David Leopold of the American Immigration Lawyers Association fears that such an effort may be counterproductive. “Immigration law is confusing and convoluted and not user friendly,” he warned. “To turn that over to local law enforcement without training is asking for trouble.”
At least one Arizona lawman also opposes the program, but for a different reason. “Why are we giving these guys breaks?” asked Maricopa County Sheriff Joe Arpaio. “Why don’t they do the full time, just like a U.S. citizen? If they are worried about money, if they don’t have room, I have a tent city.

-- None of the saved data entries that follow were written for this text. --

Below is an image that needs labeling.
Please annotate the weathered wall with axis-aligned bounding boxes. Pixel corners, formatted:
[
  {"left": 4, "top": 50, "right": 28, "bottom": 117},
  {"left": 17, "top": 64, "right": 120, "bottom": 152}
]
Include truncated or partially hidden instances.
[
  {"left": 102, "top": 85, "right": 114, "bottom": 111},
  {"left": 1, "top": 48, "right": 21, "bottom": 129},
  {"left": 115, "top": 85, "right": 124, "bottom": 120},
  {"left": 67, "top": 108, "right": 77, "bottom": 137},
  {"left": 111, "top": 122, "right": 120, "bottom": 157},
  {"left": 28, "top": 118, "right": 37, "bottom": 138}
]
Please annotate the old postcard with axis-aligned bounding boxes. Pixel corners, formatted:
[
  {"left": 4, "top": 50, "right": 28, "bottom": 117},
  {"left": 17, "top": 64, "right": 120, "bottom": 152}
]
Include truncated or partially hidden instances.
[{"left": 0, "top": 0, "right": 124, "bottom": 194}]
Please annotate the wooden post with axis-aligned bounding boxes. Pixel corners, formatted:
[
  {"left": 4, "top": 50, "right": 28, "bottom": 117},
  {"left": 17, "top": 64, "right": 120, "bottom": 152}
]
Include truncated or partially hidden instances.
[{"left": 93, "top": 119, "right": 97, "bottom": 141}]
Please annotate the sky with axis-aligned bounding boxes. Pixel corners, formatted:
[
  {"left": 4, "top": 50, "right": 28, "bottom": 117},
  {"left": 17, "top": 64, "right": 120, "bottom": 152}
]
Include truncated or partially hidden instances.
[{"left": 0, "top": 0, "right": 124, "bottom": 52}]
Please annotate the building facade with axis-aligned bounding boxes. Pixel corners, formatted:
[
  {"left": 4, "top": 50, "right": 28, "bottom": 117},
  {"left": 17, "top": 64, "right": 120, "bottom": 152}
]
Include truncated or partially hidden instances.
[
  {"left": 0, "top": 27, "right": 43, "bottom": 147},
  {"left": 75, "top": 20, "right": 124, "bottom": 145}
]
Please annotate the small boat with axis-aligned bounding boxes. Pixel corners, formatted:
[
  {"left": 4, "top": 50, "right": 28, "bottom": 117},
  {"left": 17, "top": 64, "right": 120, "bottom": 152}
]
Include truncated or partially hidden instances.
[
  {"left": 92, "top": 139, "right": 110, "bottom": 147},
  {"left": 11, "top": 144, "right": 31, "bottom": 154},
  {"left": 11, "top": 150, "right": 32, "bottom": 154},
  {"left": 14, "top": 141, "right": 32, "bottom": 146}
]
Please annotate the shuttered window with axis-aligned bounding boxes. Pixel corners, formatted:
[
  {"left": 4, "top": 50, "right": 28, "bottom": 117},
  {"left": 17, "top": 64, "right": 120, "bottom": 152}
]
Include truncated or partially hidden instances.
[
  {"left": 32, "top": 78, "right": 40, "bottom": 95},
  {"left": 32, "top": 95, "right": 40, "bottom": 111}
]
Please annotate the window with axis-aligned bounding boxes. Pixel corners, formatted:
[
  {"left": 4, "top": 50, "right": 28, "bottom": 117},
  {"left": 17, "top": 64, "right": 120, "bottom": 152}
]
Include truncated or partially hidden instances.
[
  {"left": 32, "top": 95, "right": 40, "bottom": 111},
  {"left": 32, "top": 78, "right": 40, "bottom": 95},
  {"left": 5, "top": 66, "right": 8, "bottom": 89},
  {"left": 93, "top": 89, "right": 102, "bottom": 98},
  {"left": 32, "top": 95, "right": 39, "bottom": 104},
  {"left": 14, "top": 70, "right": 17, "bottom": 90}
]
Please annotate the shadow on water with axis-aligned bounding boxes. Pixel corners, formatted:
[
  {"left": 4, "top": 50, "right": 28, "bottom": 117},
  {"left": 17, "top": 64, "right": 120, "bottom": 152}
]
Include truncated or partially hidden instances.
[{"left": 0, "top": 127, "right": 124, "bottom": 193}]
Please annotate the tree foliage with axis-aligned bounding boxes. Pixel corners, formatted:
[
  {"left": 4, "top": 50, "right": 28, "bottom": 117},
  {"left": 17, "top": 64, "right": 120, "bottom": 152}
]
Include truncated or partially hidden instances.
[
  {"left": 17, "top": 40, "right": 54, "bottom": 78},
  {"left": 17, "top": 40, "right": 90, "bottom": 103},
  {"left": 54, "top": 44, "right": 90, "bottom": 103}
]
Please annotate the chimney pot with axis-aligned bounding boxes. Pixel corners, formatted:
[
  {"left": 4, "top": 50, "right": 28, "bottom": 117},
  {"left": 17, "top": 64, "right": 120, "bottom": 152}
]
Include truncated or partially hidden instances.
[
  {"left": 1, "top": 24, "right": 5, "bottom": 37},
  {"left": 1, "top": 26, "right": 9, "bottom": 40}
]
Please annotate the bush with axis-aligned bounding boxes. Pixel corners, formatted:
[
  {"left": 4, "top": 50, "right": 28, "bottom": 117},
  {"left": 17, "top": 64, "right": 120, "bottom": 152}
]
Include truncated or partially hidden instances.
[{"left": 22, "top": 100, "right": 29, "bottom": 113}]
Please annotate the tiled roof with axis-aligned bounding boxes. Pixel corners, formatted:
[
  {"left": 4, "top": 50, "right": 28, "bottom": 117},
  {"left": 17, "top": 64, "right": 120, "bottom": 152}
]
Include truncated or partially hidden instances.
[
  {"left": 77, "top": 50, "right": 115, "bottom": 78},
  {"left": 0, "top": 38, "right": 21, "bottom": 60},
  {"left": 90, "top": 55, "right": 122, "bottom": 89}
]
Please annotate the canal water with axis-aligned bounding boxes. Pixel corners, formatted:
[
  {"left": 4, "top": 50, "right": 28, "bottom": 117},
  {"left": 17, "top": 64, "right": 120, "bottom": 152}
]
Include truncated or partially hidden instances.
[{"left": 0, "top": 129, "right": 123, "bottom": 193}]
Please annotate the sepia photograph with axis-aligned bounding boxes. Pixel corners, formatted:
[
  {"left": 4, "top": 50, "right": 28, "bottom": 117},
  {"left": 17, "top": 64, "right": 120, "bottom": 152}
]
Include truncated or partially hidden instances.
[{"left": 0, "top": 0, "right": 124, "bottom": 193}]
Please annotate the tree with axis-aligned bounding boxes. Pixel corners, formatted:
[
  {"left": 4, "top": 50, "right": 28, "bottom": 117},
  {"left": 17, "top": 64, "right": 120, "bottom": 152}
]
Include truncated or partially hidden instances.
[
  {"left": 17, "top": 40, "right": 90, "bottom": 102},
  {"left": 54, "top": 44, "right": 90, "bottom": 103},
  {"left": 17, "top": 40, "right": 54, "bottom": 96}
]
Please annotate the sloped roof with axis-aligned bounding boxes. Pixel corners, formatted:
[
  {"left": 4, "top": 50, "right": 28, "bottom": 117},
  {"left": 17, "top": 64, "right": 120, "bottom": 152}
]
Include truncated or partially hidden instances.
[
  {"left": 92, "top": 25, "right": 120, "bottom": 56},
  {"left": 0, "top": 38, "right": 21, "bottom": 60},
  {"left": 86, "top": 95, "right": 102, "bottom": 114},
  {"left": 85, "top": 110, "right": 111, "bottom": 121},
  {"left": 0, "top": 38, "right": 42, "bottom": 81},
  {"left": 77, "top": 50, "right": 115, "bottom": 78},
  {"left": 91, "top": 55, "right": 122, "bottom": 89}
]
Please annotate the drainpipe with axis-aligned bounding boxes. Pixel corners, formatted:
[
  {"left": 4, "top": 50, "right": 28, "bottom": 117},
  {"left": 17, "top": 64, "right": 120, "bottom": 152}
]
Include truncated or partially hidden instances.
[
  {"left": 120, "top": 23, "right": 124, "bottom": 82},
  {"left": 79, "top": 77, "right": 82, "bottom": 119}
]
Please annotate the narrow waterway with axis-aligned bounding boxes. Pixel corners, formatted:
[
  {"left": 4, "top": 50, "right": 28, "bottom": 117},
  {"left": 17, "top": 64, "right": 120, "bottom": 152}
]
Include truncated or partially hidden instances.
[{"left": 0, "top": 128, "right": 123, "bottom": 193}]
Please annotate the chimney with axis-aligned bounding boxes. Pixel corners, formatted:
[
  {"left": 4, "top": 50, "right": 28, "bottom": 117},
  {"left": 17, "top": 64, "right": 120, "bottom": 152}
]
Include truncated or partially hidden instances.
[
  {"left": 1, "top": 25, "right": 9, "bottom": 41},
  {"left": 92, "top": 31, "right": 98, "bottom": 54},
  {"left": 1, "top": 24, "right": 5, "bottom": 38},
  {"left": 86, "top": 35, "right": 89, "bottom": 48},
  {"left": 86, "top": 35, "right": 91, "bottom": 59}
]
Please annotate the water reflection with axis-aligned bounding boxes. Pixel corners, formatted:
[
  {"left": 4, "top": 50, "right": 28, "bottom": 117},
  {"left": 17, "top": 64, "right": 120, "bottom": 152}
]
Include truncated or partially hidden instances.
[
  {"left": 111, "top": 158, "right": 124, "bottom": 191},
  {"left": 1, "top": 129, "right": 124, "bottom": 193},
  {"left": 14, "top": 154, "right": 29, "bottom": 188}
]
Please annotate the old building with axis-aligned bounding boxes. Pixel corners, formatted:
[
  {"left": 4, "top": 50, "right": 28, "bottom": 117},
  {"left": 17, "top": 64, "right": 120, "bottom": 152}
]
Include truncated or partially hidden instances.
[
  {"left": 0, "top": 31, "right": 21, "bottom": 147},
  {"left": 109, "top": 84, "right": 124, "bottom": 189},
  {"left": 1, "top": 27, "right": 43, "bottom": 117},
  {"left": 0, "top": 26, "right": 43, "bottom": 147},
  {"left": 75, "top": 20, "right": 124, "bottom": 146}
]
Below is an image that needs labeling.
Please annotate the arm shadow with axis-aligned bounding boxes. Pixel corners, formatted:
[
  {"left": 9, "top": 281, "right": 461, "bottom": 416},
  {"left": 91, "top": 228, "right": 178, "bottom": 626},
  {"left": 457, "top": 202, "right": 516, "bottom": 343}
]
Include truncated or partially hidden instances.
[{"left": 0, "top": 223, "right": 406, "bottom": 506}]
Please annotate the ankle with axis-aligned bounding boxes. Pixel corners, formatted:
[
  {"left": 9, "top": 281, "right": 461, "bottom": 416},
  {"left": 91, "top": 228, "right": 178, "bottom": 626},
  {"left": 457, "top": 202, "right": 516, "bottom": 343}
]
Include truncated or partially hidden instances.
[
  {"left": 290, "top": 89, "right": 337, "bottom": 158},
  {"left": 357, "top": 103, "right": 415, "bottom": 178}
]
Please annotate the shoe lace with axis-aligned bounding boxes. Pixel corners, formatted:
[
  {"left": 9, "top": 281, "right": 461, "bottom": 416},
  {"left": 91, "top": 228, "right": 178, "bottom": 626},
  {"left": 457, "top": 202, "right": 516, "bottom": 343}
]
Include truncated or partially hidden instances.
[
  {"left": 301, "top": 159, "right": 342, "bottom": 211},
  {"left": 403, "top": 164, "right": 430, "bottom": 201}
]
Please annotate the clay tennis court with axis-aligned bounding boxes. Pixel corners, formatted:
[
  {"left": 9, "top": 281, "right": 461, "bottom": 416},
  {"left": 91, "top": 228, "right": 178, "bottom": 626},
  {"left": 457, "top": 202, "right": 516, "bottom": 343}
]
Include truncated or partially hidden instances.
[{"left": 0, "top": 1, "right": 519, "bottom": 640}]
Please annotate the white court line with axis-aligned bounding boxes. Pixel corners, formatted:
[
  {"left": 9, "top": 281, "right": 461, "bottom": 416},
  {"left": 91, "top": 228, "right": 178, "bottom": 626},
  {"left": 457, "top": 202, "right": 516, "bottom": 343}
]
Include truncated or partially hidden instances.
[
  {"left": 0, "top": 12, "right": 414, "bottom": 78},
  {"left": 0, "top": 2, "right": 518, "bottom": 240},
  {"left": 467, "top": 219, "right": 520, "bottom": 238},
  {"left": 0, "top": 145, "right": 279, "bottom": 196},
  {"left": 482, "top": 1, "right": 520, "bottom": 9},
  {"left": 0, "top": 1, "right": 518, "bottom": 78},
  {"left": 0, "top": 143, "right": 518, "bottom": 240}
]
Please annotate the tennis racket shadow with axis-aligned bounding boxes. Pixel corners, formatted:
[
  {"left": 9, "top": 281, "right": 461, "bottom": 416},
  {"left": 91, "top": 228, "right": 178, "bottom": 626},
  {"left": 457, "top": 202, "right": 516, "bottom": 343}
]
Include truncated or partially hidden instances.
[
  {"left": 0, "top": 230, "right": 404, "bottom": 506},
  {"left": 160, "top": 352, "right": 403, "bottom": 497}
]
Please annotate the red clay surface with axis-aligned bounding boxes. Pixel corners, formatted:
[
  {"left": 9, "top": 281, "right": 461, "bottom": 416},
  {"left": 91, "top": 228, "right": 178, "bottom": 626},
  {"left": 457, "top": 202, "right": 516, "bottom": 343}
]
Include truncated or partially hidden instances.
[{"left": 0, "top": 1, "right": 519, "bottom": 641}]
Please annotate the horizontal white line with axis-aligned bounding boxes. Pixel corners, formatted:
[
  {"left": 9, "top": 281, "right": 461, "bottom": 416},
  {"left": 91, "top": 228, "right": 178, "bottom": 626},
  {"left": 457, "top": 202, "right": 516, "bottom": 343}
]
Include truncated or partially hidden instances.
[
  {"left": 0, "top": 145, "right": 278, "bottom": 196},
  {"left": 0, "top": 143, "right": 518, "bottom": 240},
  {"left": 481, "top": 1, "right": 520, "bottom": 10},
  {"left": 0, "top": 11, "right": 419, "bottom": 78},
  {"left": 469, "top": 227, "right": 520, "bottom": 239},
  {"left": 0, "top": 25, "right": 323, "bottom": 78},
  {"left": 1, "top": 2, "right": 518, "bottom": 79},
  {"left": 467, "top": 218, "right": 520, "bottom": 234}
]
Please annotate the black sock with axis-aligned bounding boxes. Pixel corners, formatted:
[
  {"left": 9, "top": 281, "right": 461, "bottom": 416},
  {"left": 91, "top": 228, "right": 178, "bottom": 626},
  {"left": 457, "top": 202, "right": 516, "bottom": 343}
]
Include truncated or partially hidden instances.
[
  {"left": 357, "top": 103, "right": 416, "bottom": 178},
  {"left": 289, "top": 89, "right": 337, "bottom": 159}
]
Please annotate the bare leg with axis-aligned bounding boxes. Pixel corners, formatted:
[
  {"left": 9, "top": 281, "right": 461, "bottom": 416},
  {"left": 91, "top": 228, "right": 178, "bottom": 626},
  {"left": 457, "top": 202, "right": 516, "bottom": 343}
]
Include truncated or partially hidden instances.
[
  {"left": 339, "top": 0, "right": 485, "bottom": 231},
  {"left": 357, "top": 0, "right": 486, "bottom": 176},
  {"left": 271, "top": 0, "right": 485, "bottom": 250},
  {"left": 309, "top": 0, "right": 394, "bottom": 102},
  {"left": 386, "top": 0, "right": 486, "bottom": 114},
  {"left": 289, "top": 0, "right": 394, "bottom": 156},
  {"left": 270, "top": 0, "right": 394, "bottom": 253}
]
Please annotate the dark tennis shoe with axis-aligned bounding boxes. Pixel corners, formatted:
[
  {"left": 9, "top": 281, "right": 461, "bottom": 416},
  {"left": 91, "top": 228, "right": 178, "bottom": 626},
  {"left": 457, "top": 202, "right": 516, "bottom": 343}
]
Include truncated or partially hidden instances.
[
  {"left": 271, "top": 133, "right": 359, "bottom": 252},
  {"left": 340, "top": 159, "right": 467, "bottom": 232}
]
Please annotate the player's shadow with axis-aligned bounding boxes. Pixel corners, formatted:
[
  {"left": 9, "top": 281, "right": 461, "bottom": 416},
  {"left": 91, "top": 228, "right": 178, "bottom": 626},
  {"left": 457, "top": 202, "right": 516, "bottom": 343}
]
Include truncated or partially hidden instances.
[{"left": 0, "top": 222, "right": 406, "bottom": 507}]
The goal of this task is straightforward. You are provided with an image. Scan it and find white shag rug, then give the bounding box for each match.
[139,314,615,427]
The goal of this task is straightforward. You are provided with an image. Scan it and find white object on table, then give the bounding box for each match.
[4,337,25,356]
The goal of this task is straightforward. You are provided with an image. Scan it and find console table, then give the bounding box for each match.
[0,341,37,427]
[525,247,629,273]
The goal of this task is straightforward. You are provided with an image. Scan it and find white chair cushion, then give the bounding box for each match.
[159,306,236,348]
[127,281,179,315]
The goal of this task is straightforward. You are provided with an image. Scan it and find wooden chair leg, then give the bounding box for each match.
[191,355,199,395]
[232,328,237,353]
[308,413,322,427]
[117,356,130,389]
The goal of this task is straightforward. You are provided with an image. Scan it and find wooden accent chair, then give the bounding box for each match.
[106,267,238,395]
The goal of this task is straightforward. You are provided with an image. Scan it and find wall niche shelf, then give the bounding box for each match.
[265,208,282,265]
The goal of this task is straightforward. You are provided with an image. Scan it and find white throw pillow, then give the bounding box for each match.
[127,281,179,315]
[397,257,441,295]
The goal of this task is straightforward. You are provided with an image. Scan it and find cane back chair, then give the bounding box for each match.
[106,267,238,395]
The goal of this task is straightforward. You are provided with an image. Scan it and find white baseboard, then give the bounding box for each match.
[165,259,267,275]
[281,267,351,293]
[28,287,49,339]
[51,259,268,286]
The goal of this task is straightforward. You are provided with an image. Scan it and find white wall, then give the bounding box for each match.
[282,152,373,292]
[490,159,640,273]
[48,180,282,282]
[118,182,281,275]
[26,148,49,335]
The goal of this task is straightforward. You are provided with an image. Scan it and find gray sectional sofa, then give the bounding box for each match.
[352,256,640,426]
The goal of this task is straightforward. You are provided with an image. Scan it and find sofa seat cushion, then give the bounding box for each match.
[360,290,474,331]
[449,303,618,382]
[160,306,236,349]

I’ll take as many of them as you want.”
Arpaio has a reputation for abusive behavior towards prisoners; he has also targeted illegal (and sometimes legal) immigrants, conducting widely-condemned “sweeps” based on racial profiling. On February 4, 2009, raising xenophobia to a new level, Arpaio marched about 200 chained illegal immigrants from the Durango Jail in Phoenix to his infamous Tent City, where they will be housed in a segregated section enclosed by an electric fence.
AZDOC director Dora Schriro announced her resignation on January 27, 2009; she is headed to Washington to accompany former Arizona Governor Janet Napolitano, who will serve as director of the U.S. Dept. of Homeland Security. Based upon Arizona’s experience with the Rapid Repatriation program, similar efforts may be implemented in other states.